Estes scholarship reflects appreciation for university experience
For those who have never met someone who has given everything she has, meet Kimberly Estes.

Estes not only has given sacrificially to establish the Judith Kimberly Lasley Estes Valedictorian Scholarship at Lipscomb University to help provide a Christian education to others, she has given every ounce of energy she has to encouraging others to pursue a college degree.

Her passion for helping others is driven by her experience as a Lipscomb University student from 1988 to 1992 in her pursuit of a Bachelor of Science degree in pre-professional psychology. She graduated in May 1992 with that degree in hand and as valedictorian of her class.

But Estes had a unique perspective about her time at Lipscomb that made her particularly interested in doing something to give back to the university she loved as a student.

Estes has cerebral palsy, which caused her to depend on assistance from others while in college. She said she had a great experience at Lipscomb and wanted to give back by establishing the scholarship fund, which she did in partnership with her parents, Wayne S. and Sarah L. Estes.

"I felt at peace at Lipscomb," said Estes. "I wanted to attend a Christian school with an outstanding academic program. And I found it at Lipscomb. I firmly believe that education provides the opportunity for many problems on earth not only to be improved, but also to be solved. The Judith Kimberly Lasley Estes Valedictorian Scholarship came about for that purpose—to give countless young people an opportunity to attend college."

"It is my hope and my prayer that the moral and intellectual preparation of students' experiences at Lipscomb will motivate them to work for positive change in every aspect of life."

Estes said that among those at Lipscomb who influenced her most were English faculty Steve Prewitt and Lin Garner; Paul Turner, professor of psychology; and Fletcher Srygley, then-professor of physics.

"Lipscomb prepares its students not only for immediate employment after graduation, but also for graduate and post-graduate degrees if they choose," said Estes, who attended graduate school at Vanderbilt University. "The merit of professional acumen remains significant within the workplace and beyond. Men and women who graduate from Lipscomb are equipped to accomplish much as professionals, citizens and parents, among many other roles in life. They can make a positive difference. And the roots for such good may very well begin for some students because this scholarship helped make their education at Lipscomb possible."

Estes's mother said she admires her daughter for overcoming challenges in life and wanting to make a difference in the lives of others.
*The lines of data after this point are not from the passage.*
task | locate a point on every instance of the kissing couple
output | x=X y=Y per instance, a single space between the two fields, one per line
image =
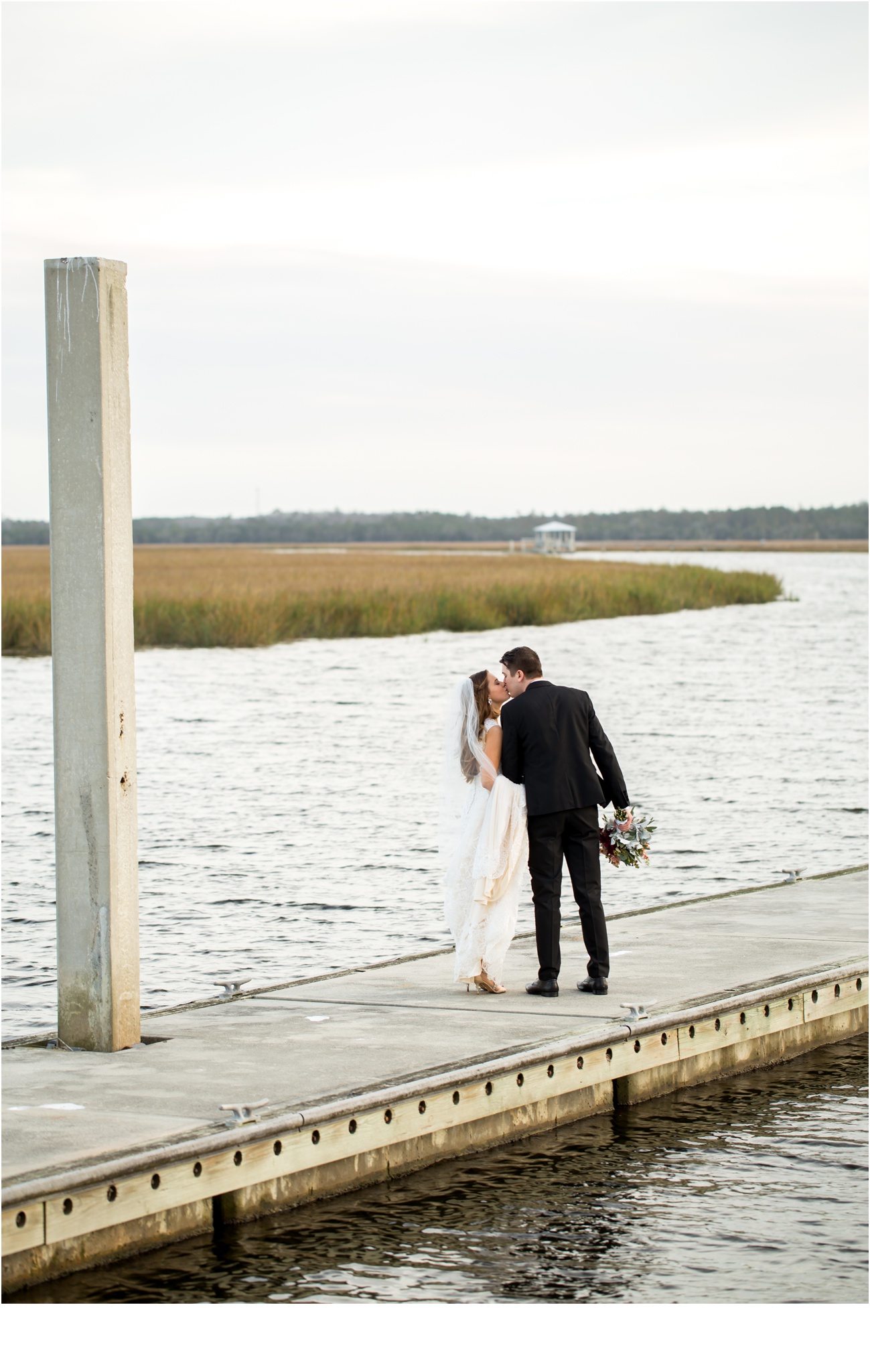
x=519 y=784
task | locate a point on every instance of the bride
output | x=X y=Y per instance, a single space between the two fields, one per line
x=482 y=833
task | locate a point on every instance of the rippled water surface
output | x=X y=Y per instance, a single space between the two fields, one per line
x=289 y=795
x=752 y=1190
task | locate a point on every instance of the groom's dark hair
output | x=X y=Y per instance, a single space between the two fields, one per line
x=522 y=661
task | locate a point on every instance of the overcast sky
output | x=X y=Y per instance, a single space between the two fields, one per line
x=468 y=257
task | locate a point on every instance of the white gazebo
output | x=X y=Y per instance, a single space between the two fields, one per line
x=555 y=537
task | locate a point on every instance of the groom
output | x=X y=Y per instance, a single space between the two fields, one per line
x=549 y=733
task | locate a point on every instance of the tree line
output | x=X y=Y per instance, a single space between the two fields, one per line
x=832 y=522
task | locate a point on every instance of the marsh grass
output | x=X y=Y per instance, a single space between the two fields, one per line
x=244 y=597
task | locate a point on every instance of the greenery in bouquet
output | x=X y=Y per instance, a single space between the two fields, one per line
x=625 y=839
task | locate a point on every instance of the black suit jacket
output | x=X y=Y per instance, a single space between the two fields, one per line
x=549 y=733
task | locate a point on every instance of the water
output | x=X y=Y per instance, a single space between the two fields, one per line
x=745 y=1191
x=289 y=793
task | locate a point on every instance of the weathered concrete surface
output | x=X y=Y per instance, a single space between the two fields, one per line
x=92 y=652
x=405 y=1021
x=376 y=1073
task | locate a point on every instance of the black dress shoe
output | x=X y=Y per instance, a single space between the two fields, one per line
x=597 y=985
x=542 y=988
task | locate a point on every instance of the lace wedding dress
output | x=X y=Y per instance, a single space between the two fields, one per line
x=485 y=845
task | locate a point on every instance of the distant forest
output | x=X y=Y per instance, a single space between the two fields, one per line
x=833 y=522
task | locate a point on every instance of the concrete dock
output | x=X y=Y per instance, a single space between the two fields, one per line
x=371 y=1073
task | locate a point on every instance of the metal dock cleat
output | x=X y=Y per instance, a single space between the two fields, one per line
x=232 y=984
x=243 y=1115
x=637 y=1012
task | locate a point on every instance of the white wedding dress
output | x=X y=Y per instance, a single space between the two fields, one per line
x=486 y=849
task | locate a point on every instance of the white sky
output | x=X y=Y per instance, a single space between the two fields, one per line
x=472 y=257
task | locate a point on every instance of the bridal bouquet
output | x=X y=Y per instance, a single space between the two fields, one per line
x=625 y=840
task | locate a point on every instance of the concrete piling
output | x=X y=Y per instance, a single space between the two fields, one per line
x=92 y=652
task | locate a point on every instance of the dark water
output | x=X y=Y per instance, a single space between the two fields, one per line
x=752 y=1190
x=286 y=795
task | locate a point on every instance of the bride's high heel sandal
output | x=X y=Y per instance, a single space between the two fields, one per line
x=485 y=983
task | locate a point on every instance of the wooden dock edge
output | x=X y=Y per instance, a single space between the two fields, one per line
x=103 y=1212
"Kim is my hero," said Sarah Estes. "Having cerebral palsy had nothing to do with Kimberly's choice to attend college. She chose the very best university, both academically and spiritually, that she could find in the region. She chose to compete, and she did so with a little help from new friends. Kim has found she can make a difference wherever she is. This scholarship is just one way she has found to make a positive difference in the lives of others."